Un circuit international fermé, exclusivement dédié aux sports mécaniques électriques et 100 % autonome en énergie, ça n’existe tout simplement pas dans le monde. C’est le rêve démiurgique d’un Porto-Vecchiais, Don Jacques Balesi, désireux de faire aboutir un tel projet en Corse, et sans demander un centime de fonds publics. La barre est haute, très haute, et, s’il est convaincu d’aller dans le sens « écoresponsable » de l’histoire, Don Jacques Balesi se heurte inévitablement à de nombreux obstacles, qu’ils soient d’ordre financier, sociétal, sportif et surtout foncier.



Une vue du projet, tel que l'imagine à gros traits Don Jacques Balesi, sur le site dominant la baie de Santa Giulia. PROJECTION AEI SUSINI
Une vue du projet, tel que l'imagine à gros traits Don Jacques Balesi, sur le site dominant la baie de Santa Giulia. PROJECTION AEI SUSINI
D’abord, un constat : il n’y a pas de circuit fermé auto-moto en Corse. Et paradoxalement, des passionnés de sports mécaniques.corsica/Autos-Motos_r47.html , l’île n’en manque pas, dans le sillage d’une grande culture rallye. Gestionnaire de parkings à Figari, Don Jacques Balesi baigne dans la mécanique depuis tout petit, étant le petit-fils du fondateur du garage Balesi, incontournable à Porto-Vecchio. Ce delta entre la popularité des sports mécaniques en Corse et l’incapacité à les pratiquer sur circuit fermé, il l’a véritablement mesuré il y a trois ans, lorsqu’il s’est pris de passion pour la moto. Sa Ducati, il la transporte occasionnellement aux Pays-Bas, en Espagne ou en Italie, pour des journées de roulage sur des circuits en amateur. C’est du temps et de l’argent, « mais quand on veut pratiquer de la moto, on n’a pas le choix quand on vit en Corse. Ici, tout, est plus compliqué et si je tiens à ce projet, c’est parce que je pense aux jeunes en Corse qui voudraient se lancer, sans forcément avoir des parents très riches derrière. »

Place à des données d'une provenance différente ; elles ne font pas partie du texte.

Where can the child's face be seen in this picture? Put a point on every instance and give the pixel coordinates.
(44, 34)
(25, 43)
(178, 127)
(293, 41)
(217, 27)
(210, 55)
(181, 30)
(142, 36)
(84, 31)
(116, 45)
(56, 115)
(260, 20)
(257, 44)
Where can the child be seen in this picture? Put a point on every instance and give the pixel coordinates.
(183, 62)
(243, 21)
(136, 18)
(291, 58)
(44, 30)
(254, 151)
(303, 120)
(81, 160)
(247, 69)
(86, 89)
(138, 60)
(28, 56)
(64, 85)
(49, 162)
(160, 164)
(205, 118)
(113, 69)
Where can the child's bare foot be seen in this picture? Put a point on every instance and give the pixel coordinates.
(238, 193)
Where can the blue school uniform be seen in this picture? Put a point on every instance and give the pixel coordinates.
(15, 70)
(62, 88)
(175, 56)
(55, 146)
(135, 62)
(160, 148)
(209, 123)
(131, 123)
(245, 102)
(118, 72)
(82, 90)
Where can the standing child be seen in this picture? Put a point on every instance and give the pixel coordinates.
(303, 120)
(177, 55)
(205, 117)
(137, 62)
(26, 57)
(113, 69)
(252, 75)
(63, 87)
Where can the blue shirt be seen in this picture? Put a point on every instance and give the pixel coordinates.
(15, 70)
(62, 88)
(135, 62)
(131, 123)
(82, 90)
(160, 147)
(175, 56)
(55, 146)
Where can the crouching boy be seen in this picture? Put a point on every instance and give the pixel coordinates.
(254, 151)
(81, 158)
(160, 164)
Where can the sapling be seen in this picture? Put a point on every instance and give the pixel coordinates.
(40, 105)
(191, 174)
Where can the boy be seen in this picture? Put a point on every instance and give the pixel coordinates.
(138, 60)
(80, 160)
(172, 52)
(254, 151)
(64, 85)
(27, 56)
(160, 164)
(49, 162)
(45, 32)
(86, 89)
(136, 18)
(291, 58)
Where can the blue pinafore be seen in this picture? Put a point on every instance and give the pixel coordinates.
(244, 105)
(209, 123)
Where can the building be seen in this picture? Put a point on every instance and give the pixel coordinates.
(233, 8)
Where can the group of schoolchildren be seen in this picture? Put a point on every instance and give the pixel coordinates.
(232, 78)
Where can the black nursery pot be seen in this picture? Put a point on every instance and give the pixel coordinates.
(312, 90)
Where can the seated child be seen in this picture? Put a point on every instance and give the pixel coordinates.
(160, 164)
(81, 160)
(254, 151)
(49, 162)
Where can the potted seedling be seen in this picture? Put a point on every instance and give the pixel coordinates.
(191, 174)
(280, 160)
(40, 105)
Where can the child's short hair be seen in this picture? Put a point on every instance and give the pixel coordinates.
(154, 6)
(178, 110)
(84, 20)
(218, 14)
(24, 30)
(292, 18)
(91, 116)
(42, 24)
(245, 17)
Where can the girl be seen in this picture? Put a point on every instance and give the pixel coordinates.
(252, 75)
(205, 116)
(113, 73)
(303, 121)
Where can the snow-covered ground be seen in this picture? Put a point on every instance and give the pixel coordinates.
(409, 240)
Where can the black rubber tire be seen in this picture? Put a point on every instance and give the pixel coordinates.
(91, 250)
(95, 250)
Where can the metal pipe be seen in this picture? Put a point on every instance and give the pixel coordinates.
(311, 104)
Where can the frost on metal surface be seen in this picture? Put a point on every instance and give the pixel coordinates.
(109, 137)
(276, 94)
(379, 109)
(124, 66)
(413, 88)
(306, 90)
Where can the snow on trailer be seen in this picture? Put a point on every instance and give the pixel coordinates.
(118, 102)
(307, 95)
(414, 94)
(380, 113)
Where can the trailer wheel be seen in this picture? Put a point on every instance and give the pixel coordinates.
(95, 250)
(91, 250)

Pour que la Corse puisse se doter d’un tel écrin, Don Jacques Balesi est persuadé qu’elle doit se montrer en avance sur son temps : « De nos jours, avec toutes les lois et les restrictions qu’il y a autour de ce type de projet, la seule solution, c’est d’avoir un projet écologique. » Le Porto-Vecchiais couche quelques idées sur papier et part à Corte, à l’université, pour étudier la faisabilité d’un site autosuffisant en énergie. Il y rencontre Michaël Mercier, l’ancien directeur de l’école d’ingénieurs Paoli Tech, qui trouve le projet « très intéressant » et lui suggère de partir sur un modèle hybride de production énergétique, avec parc photovoltaïque et générateur d’hydrogène, « et peut-être aussi une partie éolienne », complète Don Jacques Balesi. Le Porto-Vecchiais souhaite ajouter une dimension scientifique et technologique, en incluant sur le site d’implantation un technocentre « doté de tous les outils nécessaires à la recherche et au développement, dans le domaine de la compétition et des nouvelles mobilités ». Le circuit accueillerait des compétitions internationales de véhicules électriques (surtout pas des thermiques), servirait de centre d’essais, abriterait un centre de formation sportif, imagine Don Jacques Balesi, qui forme le vœu que « chercheurs et sportifs en herbe insulaires se retrouvent sur un pied d’égalité avec les continentaux, ce qui est loin d’être le cas à l’heure actuelle ». Au niveau du fonctionnement, l'argent amassé sur le circuit lors des compétitions serait réinjecté  « dans la recherche, la formation et l'accompagnement des sportifs ».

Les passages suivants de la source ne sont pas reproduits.